La presentazione a dirigenti scolastici e insegnanti dell’iniziativa, che inizierà nell’anno scolastico 2017-2018 e continuerà in quello successivo, è in programma per domani, dalle 14 alle 18, nell’aula magna del Calvi. Fra le scuole aderenti verrà svolta una selezione, arrivando poi a individuarne tre. Il ricco calendario di attività sarà pronto a partire a ottobre: da laboratori del gusto per genitori e insegnanti a corsi di cucina per i cuochi delle mense, passando per le “pause attive”, contraddistinte da attività e giochi veloci per ritrovare la concentrazione.

«Grazie a un esperto in scienze motorie dell’università di Verona si procederà alla riqualificazione di giardini e spazi dedicati al movimento e al gioco libero», fanno presente Meri Dal Magro, dell’Ufficio scolastico di Belluno, e Flavia Campigotto dell’Usl.

«Non mancheranno i laboratori creativo-sensoriali e di igiene orale, ma anche quelli scientifici e legati alla motricità». Tutti aspetti da non trascurare, visto che lo studio regionale “Okkio alla salute” del 2014 mette in evidenza che solo l’8% dei bambini assume almeno 5 porzioni al giorno tra frutta e verdura, il 24% è in sovrappeso o obeso e 4 bambini su 5 non raggiungono il livello di attività fisica raccomandata per la loro età. «I tre pilastri della salute sono cibo, attività motoria e stile di vita», mette in risalto Rasi Caldogno, dg Usl 1 Dolomiti. «Ben il 50% dei problemi di salute sono riconducibili a comportamenti individuali e su questi si può esercitare la prevenzione».
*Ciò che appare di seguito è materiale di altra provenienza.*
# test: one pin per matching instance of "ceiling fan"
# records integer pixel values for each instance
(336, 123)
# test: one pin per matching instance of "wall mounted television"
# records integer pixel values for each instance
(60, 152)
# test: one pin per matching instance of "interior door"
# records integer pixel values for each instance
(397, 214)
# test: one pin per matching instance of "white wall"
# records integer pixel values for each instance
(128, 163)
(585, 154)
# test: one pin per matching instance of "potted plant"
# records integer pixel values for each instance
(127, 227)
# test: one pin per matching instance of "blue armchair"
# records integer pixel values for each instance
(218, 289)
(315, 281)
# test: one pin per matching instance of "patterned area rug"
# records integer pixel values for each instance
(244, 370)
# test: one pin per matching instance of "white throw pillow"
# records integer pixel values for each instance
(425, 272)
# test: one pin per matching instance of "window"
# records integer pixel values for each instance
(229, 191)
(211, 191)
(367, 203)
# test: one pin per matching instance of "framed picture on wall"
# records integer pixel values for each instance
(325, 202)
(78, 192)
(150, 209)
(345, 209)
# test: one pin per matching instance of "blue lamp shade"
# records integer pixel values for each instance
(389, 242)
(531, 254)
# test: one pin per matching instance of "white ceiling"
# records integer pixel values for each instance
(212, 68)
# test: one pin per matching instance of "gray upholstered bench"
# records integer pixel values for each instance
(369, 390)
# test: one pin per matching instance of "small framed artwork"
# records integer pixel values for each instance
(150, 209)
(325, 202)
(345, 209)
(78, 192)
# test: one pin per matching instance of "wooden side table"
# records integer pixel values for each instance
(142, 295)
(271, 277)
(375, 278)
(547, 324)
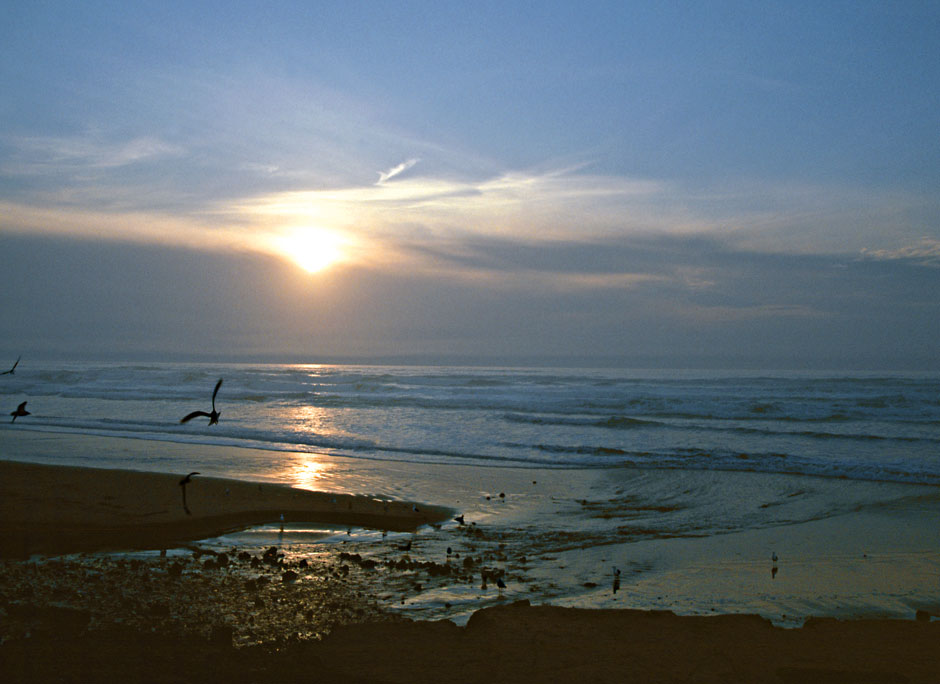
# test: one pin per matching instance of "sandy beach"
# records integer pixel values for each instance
(340, 609)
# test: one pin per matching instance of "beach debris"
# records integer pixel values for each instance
(213, 416)
(185, 481)
(20, 411)
(10, 372)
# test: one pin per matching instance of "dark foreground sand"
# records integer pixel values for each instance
(61, 509)
(515, 643)
(171, 619)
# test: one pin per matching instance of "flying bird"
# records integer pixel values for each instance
(10, 372)
(20, 411)
(214, 416)
(185, 481)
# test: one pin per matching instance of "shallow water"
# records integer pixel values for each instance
(685, 482)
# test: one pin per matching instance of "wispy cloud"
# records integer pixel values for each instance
(926, 251)
(396, 170)
(37, 155)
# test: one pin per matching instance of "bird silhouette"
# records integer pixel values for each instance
(20, 411)
(185, 481)
(10, 372)
(213, 416)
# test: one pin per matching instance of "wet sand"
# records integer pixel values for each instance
(62, 509)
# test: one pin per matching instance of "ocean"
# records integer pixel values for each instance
(883, 427)
(685, 482)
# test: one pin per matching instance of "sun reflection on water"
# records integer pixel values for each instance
(308, 470)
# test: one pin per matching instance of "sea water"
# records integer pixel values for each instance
(685, 481)
(872, 426)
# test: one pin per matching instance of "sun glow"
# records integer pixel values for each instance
(313, 249)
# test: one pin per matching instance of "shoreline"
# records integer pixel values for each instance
(58, 509)
(247, 607)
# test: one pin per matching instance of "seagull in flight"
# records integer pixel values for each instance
(214, 416)
(20, 411)
(185, 481)
(10, 372)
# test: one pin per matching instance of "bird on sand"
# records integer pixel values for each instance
(20, 411)
(185, 481)
(213, 416)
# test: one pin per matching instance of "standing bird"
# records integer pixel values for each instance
(20, 411)
(10, 372)
(214, 416)
(185, 481)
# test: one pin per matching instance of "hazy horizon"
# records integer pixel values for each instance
(726, 185)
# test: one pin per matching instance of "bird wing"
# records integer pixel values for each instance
(216, 391)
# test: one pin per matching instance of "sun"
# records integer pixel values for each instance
(313, 249)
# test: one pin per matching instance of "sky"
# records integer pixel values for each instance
(720, 184)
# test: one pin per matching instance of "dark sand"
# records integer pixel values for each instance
(176, 619)
(515, 643)
(61, 509)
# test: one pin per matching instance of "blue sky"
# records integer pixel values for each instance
(721, 183)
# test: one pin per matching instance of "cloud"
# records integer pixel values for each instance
(38, 155)
(397, 170)
(925, 252)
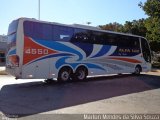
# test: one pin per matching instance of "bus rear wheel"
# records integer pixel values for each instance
(81, 73)
(64, 74)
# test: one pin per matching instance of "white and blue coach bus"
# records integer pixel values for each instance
(45, 50)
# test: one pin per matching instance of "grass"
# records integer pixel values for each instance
(156, 65)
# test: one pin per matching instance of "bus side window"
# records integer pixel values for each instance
(81, 35)
(145, 50)
(28, 29)
(63, 33)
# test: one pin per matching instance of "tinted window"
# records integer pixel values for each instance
(62, 33)
(82, 35)
(128, 41)
(145, 50)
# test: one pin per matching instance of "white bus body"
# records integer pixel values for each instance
(43, 50)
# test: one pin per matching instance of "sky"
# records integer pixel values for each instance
(98, 12)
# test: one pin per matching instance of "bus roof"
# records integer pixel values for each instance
(79, 26)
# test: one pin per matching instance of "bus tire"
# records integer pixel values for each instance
(138, 70)
(81, 73)
(64, 74)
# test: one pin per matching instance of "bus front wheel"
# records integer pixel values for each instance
(81, 73)
(64, 74)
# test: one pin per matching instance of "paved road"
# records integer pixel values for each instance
(111, 94)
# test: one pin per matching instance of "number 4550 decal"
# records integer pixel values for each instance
(33, 51)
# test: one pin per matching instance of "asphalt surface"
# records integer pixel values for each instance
(116, 94)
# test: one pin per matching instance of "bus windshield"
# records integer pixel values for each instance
(11, 58)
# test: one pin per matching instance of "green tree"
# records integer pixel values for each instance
(112, 27)
(136, 27)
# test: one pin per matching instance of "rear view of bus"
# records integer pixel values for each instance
(12, 58)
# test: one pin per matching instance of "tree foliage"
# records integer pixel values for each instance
(149, 28)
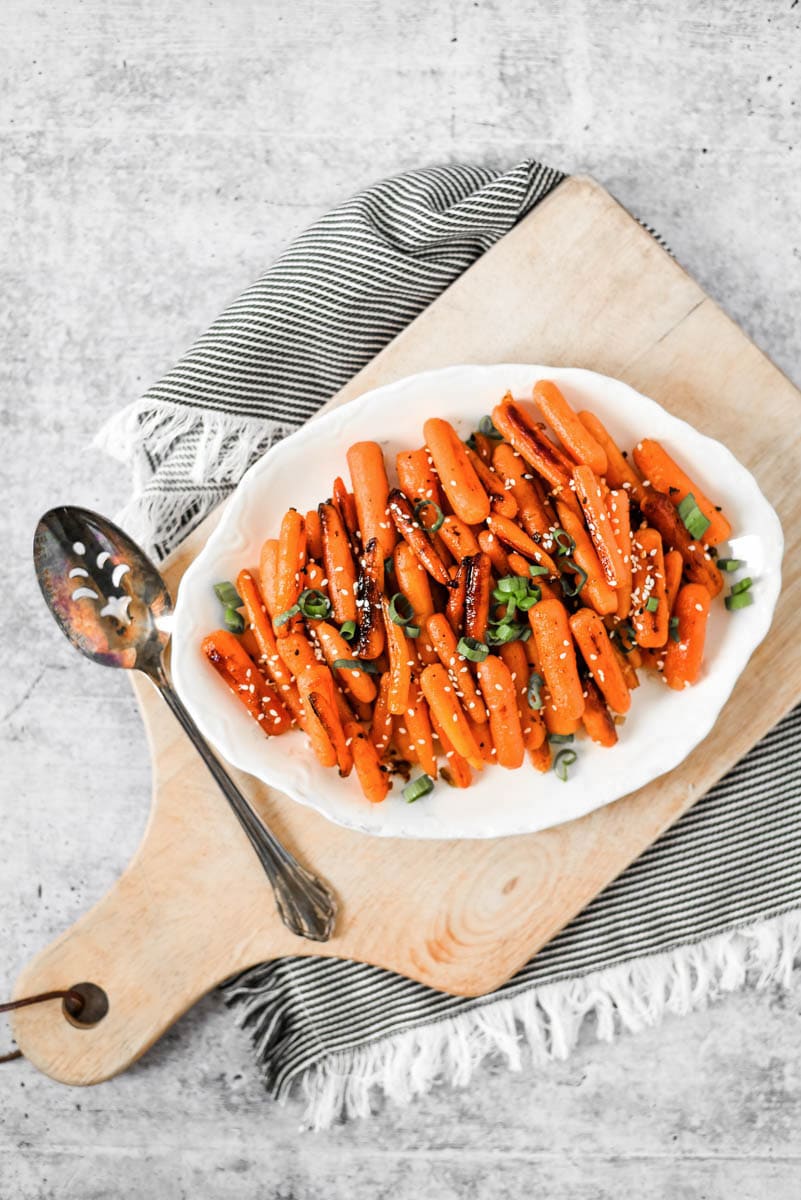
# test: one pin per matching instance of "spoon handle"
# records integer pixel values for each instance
(306, 904)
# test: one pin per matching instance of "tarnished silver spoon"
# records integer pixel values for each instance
(113, 605)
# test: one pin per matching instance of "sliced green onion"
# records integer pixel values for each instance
(314, 604)
(488, 430)
(534, 691)
(401, 610)
(355, 665)
(696, 523)
(429, 504)
(234, 621)
(417, 789)
(565, 544)
(564, 760)
(228, 595)
(283, 617)
(473, 649)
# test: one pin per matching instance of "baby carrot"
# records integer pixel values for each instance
(444, 702)
(338, 562)
(682, 660)
(666, 475)
(592, 640)
(500, 696)
(556, 655)
(373, 780)
(230, 660)
(372, 493)
(596, 517)
(568, 429)
(619, 473)
(457, 475)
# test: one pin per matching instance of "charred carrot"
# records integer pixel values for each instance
(682, 660)
(667, 477)
(457, 475)
(568, 429)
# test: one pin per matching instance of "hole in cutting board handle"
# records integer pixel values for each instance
(92, 1008)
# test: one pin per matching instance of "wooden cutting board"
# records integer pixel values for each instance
(577, 283)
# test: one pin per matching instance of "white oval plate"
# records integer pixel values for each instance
(662, 726)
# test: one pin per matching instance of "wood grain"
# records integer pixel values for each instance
(578, 283)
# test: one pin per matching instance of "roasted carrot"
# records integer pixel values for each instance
(444, 702)
(596, 517)
(699, 568)
(619, 472)
(568, 429)
(457, 475)
(372, 778)
(592, 640)
(682, 660)
(649, 611)
(556, 655)
(372, 493)
(666, 475)
(230, 660)
(339, 567)
(476, 595)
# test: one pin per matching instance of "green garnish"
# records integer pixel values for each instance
(696, 523)
(417, 787)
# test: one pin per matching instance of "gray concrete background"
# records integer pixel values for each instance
(155, 159)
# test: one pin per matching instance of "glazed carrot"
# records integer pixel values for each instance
(313, 535)
(420, 729)
(336, 648)
(666, 475)
(401, 663)
(699, 568)
(230, 660)
(511, 534)
(476, 595)
(596, 718)
(596, 517)
(500, 696)
(373, 780)
(444, 702)
(369, 589)
(592, 640)
(619, 473)
(619, 510)
(568, 429)
(445, 643)
(596, 591)
(556, 655)
(371, 493)
(489, 544)
(648, 588)
(459, 538)
(338, 562)
(381, 725)
(456, 771)
(270, 659)
(410, 529)
(500, 498)
(682, 660)
(456, 473)
(533, 513)
(455, 605)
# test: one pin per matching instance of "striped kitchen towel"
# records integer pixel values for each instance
(709, 907)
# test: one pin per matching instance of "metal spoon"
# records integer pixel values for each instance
(113, 605)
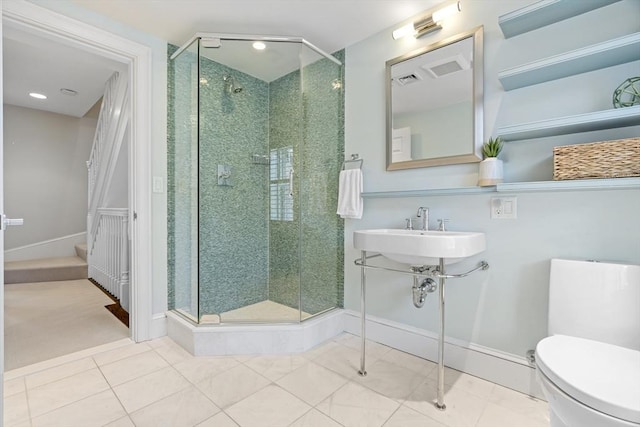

«Proprio la prevenzione è uno degli ambiti su cui la nostra azienda sanitaria è molto impegnata», aggiunge Fabio Soppelsa, dell’Usl 1. «L’obiettivo è far scoprire e riscoprire a bambini e adulti l’importanza dei prodotti locali e della stagionalità», sottolineano Silvano Dal Paos e Michele Nenz della Coldiretti. «Ecco quindi i laboratori del gusto, gli incontri sul ruolo della colazione e della merenda, le informazioni sui nutrienti e sulla lettura delle etichette dei prodotti che si trovano nei supermercati. Merendine con ingredienti complessi possono nascondere insidie». Come ricordato da Mara De Monte dell’Ust di Belluno, esiste già da otto anni un progetto chiamato “Mangio sano e corrolontano”. «Questa nuova progettualità è un passo in più, che avrà ricadute senz’altro positive». «La Lilt si impegnerà per far sì che l’iniziativa possa avere continuità nel tempo, ampliandosi a un numero sempre più elevato di istituti», precisa il presidente Mario Leonardi.